[[!tag rant debian]]
John Goerzen filed a bug on Okular for arbitrarily enforcing DRM in PDF files. Much hilarity resulted.
This incident makes me angry. I am now going to blow off some steam.
- I fully agree with John on the core issue: Okular should not restrict its users regardless of what PDF authors and the PDF say.
- If Okular upstream disagrees, Debian should patch its version. Especially so since it is a one-word patch.
- The feature is a copy restriction, but it is not DRM. Calling it DRM is clearly a bug and only serves to advance the agenda of the copyright mafia.

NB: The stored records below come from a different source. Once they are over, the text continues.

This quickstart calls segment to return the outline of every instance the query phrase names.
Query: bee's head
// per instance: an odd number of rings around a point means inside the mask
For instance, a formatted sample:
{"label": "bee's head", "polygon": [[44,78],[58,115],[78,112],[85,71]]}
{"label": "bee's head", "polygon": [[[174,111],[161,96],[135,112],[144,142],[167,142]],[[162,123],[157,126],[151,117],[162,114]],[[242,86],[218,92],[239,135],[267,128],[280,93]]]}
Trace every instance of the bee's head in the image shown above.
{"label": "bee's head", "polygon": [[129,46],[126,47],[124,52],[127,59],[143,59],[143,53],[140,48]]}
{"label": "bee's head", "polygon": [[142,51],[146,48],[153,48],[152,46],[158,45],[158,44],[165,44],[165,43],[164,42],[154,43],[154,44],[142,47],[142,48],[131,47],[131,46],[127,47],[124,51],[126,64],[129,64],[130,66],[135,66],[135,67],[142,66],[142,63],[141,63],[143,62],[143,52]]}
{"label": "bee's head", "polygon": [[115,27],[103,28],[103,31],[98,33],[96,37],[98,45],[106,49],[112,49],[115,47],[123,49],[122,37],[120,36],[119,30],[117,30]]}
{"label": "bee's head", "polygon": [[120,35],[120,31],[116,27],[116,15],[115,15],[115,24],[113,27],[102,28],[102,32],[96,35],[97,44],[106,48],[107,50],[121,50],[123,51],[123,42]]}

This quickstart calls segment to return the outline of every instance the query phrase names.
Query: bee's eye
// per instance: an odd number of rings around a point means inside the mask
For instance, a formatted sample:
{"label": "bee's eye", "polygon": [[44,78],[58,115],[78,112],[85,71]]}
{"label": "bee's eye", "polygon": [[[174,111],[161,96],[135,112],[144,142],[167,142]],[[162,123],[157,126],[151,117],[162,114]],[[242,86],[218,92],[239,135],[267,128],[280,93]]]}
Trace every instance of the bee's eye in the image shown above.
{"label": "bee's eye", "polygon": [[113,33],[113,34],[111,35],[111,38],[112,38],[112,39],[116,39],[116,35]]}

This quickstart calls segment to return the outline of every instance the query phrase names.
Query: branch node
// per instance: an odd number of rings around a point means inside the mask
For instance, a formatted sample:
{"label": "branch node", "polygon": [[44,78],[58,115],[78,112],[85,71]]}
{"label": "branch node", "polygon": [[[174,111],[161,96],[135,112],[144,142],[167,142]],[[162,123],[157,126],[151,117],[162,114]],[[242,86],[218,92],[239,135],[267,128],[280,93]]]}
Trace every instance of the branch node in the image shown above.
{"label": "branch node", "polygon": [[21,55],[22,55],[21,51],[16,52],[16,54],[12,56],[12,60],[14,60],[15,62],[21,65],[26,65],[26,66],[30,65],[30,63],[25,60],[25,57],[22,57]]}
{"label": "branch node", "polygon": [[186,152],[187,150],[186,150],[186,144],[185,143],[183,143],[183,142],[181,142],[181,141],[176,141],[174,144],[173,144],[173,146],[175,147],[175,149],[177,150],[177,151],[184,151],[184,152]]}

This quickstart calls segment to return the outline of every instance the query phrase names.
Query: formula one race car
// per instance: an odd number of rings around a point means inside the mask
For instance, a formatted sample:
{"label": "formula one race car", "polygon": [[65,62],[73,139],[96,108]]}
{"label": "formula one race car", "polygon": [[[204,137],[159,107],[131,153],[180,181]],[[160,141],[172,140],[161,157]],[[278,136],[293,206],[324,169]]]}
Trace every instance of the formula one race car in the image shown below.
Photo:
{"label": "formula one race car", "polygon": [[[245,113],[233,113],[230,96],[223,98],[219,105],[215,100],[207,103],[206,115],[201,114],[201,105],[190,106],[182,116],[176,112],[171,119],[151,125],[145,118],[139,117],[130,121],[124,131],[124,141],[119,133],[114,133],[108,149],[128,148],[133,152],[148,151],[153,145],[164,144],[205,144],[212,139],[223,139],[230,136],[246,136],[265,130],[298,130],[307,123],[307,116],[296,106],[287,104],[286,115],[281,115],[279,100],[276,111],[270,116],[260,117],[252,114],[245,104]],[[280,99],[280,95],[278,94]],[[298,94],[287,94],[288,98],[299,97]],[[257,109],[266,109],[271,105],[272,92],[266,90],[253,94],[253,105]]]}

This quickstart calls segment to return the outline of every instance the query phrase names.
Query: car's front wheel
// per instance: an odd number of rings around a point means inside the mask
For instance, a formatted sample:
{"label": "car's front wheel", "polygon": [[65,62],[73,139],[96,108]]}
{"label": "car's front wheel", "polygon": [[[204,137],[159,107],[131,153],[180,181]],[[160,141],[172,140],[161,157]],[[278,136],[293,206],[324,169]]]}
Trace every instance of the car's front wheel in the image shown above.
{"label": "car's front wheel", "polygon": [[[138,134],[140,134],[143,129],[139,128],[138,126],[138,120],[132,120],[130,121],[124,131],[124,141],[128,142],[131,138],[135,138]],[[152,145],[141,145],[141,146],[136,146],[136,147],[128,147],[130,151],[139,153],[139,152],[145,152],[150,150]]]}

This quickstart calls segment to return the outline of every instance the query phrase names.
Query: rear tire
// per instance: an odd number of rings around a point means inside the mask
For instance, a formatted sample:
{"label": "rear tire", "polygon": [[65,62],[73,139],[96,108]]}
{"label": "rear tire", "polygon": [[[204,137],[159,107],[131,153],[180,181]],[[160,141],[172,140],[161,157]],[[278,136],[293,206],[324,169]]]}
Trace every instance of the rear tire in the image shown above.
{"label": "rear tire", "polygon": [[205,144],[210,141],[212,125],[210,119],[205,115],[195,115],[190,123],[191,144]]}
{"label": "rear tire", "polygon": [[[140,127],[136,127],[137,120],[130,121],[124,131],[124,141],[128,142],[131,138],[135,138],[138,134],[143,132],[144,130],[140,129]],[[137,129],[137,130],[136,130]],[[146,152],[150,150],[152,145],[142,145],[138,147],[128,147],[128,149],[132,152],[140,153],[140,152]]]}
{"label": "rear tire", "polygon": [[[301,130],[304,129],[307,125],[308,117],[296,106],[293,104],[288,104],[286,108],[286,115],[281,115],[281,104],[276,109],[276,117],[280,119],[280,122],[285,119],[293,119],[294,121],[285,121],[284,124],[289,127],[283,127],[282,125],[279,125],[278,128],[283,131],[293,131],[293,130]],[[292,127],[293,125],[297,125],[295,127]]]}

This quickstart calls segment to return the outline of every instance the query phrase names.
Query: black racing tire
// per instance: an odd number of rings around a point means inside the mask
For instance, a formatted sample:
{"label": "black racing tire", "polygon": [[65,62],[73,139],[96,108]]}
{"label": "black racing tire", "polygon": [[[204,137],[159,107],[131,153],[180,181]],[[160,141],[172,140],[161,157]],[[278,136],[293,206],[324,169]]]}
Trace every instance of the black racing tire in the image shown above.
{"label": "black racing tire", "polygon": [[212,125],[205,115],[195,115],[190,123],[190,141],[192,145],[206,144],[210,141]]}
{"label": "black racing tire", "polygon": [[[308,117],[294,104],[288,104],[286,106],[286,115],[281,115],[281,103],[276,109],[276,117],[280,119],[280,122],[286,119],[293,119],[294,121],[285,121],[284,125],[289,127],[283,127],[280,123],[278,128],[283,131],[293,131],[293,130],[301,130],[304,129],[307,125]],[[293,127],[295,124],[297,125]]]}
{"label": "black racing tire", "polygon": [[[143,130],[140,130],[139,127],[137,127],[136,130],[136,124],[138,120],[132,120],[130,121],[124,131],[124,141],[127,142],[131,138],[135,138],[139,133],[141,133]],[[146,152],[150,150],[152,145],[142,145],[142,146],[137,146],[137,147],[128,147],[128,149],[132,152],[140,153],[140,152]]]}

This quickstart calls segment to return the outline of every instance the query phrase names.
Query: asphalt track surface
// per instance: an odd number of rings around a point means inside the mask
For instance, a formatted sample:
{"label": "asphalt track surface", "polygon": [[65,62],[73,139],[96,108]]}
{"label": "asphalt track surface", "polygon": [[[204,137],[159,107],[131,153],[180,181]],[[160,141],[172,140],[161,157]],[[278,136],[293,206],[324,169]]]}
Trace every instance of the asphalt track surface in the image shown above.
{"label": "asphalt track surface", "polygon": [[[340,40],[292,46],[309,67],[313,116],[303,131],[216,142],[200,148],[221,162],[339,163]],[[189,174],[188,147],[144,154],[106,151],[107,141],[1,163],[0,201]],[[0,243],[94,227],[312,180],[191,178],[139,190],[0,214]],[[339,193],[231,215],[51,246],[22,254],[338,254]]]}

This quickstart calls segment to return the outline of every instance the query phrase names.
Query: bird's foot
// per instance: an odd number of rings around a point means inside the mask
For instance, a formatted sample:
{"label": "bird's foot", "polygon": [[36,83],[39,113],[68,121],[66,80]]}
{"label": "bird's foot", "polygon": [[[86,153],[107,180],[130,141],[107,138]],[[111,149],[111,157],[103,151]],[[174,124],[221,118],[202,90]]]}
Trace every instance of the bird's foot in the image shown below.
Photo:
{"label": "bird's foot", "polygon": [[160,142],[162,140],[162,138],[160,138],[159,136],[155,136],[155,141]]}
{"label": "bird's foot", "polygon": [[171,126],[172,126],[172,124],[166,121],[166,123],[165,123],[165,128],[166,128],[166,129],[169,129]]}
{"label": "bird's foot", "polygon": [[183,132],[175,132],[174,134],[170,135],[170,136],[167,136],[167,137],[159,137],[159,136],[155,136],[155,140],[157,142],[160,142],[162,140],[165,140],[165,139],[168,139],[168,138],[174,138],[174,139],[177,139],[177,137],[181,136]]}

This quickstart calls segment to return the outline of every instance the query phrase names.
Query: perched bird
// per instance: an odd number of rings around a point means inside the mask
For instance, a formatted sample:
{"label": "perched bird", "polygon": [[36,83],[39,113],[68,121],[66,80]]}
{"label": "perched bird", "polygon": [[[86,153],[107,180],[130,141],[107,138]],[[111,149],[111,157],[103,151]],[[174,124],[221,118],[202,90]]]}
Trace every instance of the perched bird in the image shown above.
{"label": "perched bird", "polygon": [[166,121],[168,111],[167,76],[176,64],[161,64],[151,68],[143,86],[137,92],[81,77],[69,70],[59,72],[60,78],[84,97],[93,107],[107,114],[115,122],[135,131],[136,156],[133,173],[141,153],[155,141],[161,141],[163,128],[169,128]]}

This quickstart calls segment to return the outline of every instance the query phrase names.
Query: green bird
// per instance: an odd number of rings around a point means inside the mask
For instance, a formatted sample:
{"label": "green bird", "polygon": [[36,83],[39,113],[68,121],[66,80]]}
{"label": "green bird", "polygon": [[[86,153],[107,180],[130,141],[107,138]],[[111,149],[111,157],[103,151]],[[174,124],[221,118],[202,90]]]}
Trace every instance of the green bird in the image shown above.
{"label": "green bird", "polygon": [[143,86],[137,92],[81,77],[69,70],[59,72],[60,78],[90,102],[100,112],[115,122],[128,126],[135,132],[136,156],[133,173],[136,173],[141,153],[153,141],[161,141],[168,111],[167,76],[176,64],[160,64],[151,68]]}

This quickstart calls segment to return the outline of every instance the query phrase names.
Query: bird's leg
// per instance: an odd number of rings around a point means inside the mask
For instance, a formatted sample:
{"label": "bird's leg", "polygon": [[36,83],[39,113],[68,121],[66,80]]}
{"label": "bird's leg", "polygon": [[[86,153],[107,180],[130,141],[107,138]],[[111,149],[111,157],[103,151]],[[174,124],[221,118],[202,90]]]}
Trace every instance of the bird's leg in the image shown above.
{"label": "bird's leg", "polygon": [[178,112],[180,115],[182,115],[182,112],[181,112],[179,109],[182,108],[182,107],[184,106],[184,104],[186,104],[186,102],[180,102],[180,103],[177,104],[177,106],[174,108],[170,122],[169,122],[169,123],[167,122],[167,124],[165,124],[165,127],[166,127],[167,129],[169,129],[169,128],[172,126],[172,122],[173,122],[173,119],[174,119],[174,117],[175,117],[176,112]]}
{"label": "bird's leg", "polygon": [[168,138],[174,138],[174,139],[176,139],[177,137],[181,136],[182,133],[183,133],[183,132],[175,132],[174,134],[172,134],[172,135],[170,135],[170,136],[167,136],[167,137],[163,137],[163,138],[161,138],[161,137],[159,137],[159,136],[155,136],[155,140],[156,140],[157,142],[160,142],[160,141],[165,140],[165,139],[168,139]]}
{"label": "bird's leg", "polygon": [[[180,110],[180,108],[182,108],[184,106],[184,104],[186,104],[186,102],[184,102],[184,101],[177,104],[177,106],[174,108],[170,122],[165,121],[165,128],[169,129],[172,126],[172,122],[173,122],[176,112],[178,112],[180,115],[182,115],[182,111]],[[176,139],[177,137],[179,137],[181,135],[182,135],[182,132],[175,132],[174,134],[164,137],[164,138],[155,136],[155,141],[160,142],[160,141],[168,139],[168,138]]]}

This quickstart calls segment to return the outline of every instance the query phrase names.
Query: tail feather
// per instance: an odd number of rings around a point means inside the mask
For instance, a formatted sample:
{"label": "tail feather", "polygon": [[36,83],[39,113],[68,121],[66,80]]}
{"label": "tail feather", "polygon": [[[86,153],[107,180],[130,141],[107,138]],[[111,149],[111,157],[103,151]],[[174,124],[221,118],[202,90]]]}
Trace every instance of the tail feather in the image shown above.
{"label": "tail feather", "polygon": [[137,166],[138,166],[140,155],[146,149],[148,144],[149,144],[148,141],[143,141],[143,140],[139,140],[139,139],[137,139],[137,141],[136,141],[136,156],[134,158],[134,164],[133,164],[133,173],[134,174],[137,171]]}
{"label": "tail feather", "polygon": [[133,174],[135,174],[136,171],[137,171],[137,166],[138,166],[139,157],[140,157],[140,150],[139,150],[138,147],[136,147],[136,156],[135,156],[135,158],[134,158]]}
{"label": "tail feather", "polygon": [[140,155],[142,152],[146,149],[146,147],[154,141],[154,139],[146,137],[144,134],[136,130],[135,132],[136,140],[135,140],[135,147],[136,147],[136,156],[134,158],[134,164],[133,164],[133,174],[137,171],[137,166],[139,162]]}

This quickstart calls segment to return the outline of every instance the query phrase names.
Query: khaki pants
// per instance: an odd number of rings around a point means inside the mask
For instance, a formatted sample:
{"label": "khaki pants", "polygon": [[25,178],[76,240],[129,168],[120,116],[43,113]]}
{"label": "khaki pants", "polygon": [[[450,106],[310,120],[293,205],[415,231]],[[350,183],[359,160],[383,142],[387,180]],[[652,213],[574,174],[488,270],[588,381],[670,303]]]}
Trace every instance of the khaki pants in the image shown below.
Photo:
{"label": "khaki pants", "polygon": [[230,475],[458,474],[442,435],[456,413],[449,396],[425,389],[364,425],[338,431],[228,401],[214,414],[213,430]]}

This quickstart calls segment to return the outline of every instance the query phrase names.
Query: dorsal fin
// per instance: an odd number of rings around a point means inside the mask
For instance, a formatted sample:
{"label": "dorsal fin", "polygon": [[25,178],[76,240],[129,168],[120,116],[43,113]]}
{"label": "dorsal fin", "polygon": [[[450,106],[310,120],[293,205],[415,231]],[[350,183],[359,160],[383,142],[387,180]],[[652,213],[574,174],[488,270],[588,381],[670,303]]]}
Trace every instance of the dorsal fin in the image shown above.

- Making it easy to disable is nice. Requiring the user to realize it can be turned off, and having to navigate to the settings dialog to do it, is not onerous, but it is user-unfriendly.
- It is claimed (without references) that some corporations require the feature for nebulous legal reasons. They don't seem to require it with xpdf or evince, though. If they do require it, the corporations should change things to suit them. Serving the supposed interests of unidentified corporations over the actual, stated needs of prominent users is simply wrong. It's so mind-bogglingly, hideously opposite of anything sensible that it is clear it's not a real reason.
- I claim, based on their behavior in the discussion, that the real reason Okular upstream and Debian KDE maintainers still oppose changing the default is that this became a battle of egos and they don't want to lose face by giving in now.
The last point is what annoys me most: that we, in Debian, still dig trenches so deep we can't see the other side, that we twist the entire world to protect our egos. Clearly, John shares some blame: his initial bug report was needlessly aggressive, but that doesn't excuse everyone else.
Including myself, for writing this blog entry. I have no excuse.